Which is why the president is also likely to deploy offensive weapons. Three powers that a president can wield unilaterally with practically limitless discretion and with little constraining process are pardons, dismissals of executive officials, and security clearance revocations.

Trump could bark orders today to pardon everyone Mueller is investigating (except possibly himself); to fire Mueller and his team, as well as everyone in the Justice Department who didn’t carry out this order; and to yank the security clearances of anyone he didn’t fire, which would seriously slow any federal investigation that remained.

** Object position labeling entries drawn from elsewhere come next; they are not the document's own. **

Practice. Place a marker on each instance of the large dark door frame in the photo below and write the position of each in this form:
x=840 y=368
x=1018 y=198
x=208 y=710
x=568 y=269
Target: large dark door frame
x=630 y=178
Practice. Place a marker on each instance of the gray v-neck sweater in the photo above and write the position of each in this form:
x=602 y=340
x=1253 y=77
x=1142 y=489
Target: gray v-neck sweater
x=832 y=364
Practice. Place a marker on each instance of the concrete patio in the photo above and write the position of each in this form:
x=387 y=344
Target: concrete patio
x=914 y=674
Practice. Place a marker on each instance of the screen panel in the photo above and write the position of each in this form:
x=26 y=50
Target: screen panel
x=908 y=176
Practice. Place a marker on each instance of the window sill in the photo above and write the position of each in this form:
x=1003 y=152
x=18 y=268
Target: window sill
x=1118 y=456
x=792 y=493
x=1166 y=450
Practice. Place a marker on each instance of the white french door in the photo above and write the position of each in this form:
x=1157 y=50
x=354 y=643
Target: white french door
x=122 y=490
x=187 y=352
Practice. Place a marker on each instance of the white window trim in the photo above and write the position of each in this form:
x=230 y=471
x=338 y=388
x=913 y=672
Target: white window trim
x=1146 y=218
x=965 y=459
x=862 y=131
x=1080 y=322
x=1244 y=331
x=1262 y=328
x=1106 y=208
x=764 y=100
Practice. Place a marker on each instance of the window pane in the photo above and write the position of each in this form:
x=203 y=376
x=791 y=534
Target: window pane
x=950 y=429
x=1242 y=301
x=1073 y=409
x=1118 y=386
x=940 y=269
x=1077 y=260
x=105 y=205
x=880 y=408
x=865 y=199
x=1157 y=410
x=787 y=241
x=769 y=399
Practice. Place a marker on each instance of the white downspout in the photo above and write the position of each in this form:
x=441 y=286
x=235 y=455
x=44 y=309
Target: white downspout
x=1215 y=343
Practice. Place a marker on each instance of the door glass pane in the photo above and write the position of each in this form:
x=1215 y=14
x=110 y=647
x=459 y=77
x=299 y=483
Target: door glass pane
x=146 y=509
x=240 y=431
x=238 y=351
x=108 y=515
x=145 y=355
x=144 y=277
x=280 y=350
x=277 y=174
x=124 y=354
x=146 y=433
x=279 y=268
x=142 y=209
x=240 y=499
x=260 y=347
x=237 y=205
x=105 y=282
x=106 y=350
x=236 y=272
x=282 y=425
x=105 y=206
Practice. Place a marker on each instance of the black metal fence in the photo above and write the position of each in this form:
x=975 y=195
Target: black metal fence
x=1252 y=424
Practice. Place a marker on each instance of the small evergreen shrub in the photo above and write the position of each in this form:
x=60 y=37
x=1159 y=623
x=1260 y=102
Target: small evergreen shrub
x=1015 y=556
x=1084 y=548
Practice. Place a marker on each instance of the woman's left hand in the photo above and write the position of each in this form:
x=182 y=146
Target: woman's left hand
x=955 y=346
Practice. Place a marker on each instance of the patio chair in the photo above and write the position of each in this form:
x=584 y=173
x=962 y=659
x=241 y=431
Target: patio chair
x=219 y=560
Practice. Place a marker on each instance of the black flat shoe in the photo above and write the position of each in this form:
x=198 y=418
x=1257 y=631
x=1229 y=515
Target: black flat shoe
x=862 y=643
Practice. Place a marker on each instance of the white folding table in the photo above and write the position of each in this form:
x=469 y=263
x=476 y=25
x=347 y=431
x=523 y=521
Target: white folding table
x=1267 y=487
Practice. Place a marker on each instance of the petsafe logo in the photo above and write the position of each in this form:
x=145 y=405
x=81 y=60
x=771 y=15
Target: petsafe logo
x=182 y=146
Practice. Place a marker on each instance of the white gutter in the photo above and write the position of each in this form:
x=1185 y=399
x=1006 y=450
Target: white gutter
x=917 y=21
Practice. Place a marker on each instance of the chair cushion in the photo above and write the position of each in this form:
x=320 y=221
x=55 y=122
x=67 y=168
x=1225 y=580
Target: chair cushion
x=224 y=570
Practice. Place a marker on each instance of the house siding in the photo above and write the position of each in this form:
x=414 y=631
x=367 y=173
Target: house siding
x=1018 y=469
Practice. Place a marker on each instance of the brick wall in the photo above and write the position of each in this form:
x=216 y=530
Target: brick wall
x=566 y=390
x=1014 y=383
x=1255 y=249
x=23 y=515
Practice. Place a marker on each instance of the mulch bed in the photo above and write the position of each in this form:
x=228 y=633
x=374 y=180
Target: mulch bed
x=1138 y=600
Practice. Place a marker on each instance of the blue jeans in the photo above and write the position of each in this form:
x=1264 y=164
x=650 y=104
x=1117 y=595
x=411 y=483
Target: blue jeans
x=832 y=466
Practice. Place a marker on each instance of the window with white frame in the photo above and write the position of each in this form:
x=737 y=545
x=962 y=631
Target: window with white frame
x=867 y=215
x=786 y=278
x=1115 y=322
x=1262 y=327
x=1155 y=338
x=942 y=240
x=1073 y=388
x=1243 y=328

If you think the wounded, cornered Trump won’t choose some version of this nuclear option, you haven’t been paying attention. Trump believes in his bones that razing the institutions around him brings him advantage. And even if that belief proves false in this context, he will enjoy trying to burn them down even as he is consumed.

Our nation faces scary days ahead as the president tests how much pain his administration and party will tolerate. But Trump cannot “get away with it.” The American people will issue their judgment in 2018 and 2020. And no matter how much Trump in the interim abuses presidential power, no matter how many criminals he self-servingly sets free, no matter how much he slows the Russia investigation, he cannot destroy the institutions of justice that he so despises.

Mueller’s victories this week are evidence that those institutions have worked well despite Trump’s unprecedented efforts to derail them. The remarkable independence displayed by the Department of Justice and the Federal Bureau of Investigation throughout this ordeal is an outgrowth of the last great episode of gross presidential abuse of justice, Watergate.

No governmental system powerful enough to function well can prevent gross abuse. But our constitutional system has always been characterized by what Arthur Schlesinger Jr. called “the vital mechanism of self-correction.” We will get through this test. And as with Watergate, our system of justice will have proved itself strong, and will emerge all the stronger as a result.